Hoy sabemos que Descartes se equivocó en el dualismo mente-cuerpo, y que Kant se
equivocó en su apreciación de que la lógica ya no se desarrollaría más y que el
espacio y el tiempo son absolutos. Pero el impulso que dieron en filosofía a lo que se
llama modernidad es indiscutible y se correspondió con la actitud de los iniciadores de
lo que consideramos nuestra ciencia occidental. Lo que ahora conocemos comenzó a
forjarse entonces gracias al ya citado cambio de mentalidad que se esparció por
doquier y permitió, por ejemplo, que Darwin (y también Wallace) propusiese con su
teoría de la evolución de las especies lo que ha constituido la teoría básica de la
biología. Se sabe que su propuesta originó un debate con los que aún se aferraban a
viejas concepciones.
Pero las cosas no se han mantenido con el enfoque adecuado para el progreso del
conocimiento. Hoy, cuando ya se cumpliría el sesquicentenario de ese debate sobre
las ideas de Darwin y cuando podría esperarse que haya una mayoría en pro de la
ciencia, la controversia entre creacionistas y evolucionistas persiste (o ha resurgido)
en los países de mayor fanatismo religioso como los Estados Unidos (donde se calcula
el número de creyentes en alguna religión en cerca del 90%, aproximadamente lo
mismo que en países del Islam).
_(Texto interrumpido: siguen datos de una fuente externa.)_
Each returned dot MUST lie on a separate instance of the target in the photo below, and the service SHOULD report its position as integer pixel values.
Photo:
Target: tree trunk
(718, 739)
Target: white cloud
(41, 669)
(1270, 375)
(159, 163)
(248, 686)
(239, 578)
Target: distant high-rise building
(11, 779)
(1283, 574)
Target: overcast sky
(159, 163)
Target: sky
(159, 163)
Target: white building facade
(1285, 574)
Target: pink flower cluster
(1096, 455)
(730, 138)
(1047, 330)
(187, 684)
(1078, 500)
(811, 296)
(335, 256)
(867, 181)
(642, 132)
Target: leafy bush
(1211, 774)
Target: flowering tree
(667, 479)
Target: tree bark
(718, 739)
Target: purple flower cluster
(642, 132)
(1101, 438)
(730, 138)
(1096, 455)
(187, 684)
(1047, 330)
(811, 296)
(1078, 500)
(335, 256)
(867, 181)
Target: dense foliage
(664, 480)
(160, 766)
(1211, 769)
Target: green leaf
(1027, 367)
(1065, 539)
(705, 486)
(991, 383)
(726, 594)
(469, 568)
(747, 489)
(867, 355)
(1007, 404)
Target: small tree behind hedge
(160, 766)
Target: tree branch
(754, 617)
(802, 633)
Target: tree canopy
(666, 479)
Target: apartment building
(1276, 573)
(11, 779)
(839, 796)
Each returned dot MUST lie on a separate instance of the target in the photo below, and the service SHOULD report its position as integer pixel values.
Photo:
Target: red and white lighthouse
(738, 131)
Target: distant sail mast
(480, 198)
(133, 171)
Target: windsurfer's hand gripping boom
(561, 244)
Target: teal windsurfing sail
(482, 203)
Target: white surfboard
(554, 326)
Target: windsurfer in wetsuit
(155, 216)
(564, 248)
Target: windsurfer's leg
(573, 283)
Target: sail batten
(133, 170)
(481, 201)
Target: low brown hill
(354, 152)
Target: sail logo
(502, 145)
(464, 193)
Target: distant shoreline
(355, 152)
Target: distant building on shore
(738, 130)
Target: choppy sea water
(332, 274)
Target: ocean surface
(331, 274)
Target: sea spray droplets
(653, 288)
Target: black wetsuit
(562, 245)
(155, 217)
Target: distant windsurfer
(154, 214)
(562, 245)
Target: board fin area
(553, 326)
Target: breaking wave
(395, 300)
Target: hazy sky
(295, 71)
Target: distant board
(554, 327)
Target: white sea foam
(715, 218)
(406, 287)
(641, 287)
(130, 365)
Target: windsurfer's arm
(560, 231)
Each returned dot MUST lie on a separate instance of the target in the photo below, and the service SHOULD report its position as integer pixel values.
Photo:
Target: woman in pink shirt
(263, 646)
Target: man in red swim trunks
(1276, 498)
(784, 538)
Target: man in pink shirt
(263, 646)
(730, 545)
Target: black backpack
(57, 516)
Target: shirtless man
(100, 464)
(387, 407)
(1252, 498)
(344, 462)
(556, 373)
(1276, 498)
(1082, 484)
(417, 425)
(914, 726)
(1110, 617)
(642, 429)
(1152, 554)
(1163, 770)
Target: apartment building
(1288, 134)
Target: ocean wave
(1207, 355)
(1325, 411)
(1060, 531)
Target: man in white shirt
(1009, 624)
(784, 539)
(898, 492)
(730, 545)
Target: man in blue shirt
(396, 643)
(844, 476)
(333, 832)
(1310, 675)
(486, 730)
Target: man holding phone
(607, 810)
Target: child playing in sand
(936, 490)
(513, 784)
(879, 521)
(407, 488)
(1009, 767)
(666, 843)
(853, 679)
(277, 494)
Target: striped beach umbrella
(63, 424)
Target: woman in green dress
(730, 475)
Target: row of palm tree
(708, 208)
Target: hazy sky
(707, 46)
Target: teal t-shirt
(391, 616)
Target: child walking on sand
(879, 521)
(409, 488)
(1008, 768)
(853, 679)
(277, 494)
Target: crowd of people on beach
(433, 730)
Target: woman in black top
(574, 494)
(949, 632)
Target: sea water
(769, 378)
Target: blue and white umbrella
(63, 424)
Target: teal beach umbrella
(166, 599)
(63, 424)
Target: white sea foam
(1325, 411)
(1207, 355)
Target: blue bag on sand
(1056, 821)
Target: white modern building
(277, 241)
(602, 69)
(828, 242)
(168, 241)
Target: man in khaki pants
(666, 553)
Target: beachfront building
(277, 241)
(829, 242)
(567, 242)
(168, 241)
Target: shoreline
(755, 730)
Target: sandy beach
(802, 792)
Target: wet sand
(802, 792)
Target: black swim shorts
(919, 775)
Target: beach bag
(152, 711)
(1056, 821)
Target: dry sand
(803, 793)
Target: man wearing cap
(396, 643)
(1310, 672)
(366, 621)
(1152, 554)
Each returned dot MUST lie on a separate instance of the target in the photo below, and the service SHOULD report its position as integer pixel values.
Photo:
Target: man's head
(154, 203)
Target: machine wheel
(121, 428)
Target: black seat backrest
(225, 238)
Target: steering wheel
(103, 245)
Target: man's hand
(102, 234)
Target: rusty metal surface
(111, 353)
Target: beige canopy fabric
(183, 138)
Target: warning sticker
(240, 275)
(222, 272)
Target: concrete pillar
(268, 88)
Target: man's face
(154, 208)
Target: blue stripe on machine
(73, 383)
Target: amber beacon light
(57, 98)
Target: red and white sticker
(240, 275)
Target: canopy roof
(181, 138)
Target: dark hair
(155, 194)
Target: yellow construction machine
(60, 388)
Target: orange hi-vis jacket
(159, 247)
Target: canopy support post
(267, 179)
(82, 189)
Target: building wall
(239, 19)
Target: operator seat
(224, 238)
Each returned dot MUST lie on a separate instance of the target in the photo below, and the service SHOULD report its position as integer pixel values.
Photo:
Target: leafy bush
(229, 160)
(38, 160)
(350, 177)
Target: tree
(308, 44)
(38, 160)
Una encuesta de julio de 2005 publicada en el New
York Times reveló que el 42% de los norteamericanos cree en el “diseño inteligente”,
es decir, que la vida es demasiado compleja como para que haya surgido por
casualidad sin un ser consciente en su origen y que las especies son exactamente
iguales a como eran en el comienzo de los tiempos, o sea, casi la mitad de los
estadounidenses adhiere al fijismo de las especies. Y casi dos tercios de la ciudadanía
de ese país comparte con su presidente, George W. Bush, la idea de que
evolucionismo y creacionismo deben ser enseñados como teorías científicas
alternativas. Como contrapartida, la revista Nature publicó a principios de setiembre
que se ha terminado de decodificar el genoma del chimpancé, el pariente vivo más
cercano del ser humano, y la comparación de aquel genoma con el humano muestra
que la diferencia entre ambos es de menos de 1,5%. ¿Cómo se explica que el político
más poderoso del mundo ignore de tal manera la ciencia? Creo que para contrarrestar
ese peligro bárbaro habría que reforzar la confianza en la propuesta en pro del
conocimiento que se formulaba en la era moderna.
Por eso celebramos la aparición de esta revista electrónica y compartimos lo que se
dice en sus objetivos: “En síntesis: queremos indagar en profundidad la modernidad
como etapa histórica, como propuesta y, en definitiva, como concepto histórico clave
para la comprensión de nuestro presente.”

Horacio Faas es profesor e investigador en la Universidad Nacional de Córdoba.